Portrait_of_Martin_Luther_as_an_Augustinian_Monk
Martin Luther as an Augustinian monk.

But here was Martin, finally getting to read it. And, as he read the Gospels, as he read Paul’s letters, as he read of a God who loved God’s people, it didn’t quite square with what he had always been told about God. Here in the Bible was a story about a God who is not waiting to punish us at the end of our lives like a school master at the of the week. Here is a God who loves us, and who loves us so much that God gives us the grace of forgiveness.

Martin’s whole life he had been taught that the only way he could be saved from eternal punishment was by his works. If only he was good enough, if only he worked hard enough, if only he bought enough indulgences, took on enough penance, then maybe…maybe…God would save him from punishment. But now he saw that this wasn’t who God really was.

Twelve years after that day in the thunderstorm, twelve years of learning and unlearning so much, Martin Luther walked through the town of Wittenberg towards the church in town. At about two in the afternoon he reached the doors of the church, and posted his 95 Theses. Legend says he “nailed” them to the door, but that makes it sound a little more dramatic than it probably actually was. In actuality the church door was a lot like a well-read bulletin board of a few decades ago. Maybe even like a Facebook page today. If someone had something they wanted to share, something they wanted others to discuss, it was not uncommon for them to tack it to the door of the church for others to see.

220px-Lutherstadt_Wittenberg_09-2016_photo06
The doors of the Wittenberg church as they look today.

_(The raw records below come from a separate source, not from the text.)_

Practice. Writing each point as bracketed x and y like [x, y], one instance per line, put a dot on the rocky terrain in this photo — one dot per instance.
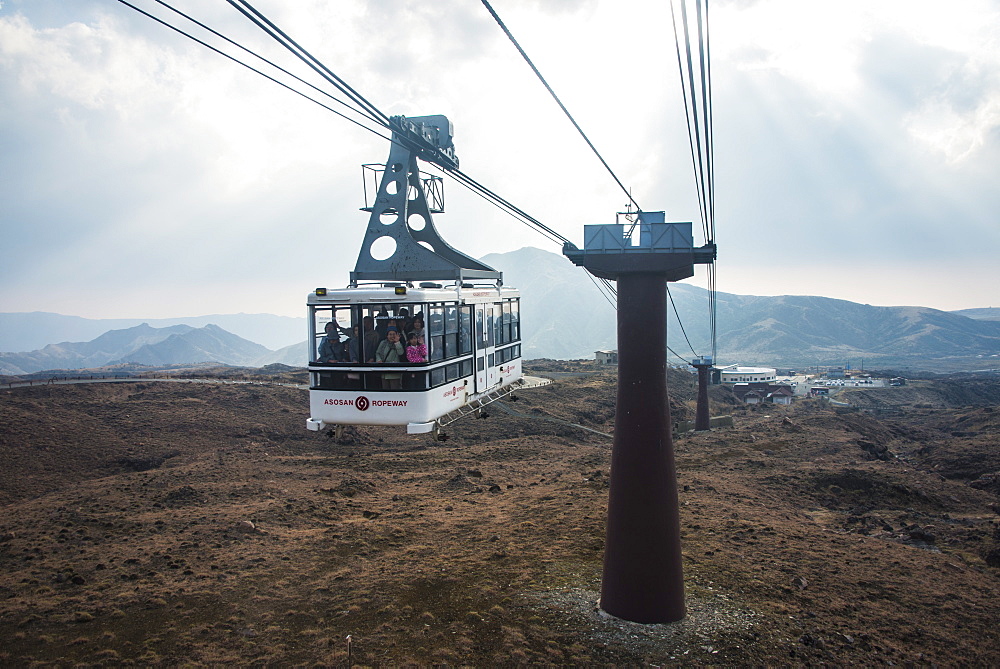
[158, 523]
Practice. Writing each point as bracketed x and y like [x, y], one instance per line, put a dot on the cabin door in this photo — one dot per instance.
[484, 346]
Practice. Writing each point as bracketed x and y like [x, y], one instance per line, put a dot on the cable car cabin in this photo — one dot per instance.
[363, 374]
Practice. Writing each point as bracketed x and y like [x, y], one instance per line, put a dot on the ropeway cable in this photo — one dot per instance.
[248, 66]
[279, 35]
[555, 97]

That’s not to say, though, that what Martin did that day was not courageous. The 95 Theses are really just 95 statements about who God was, and what that meant for the church. Martin knew that in the eyes of the church they would make him a heretic, and perhaps even cost him his life. But Martin had come to understand God’s love and God’s grace, and he felt compelled to share it with others, and to reform his church, even if it meant his whole life was about to change. And once it was done, there was no going back.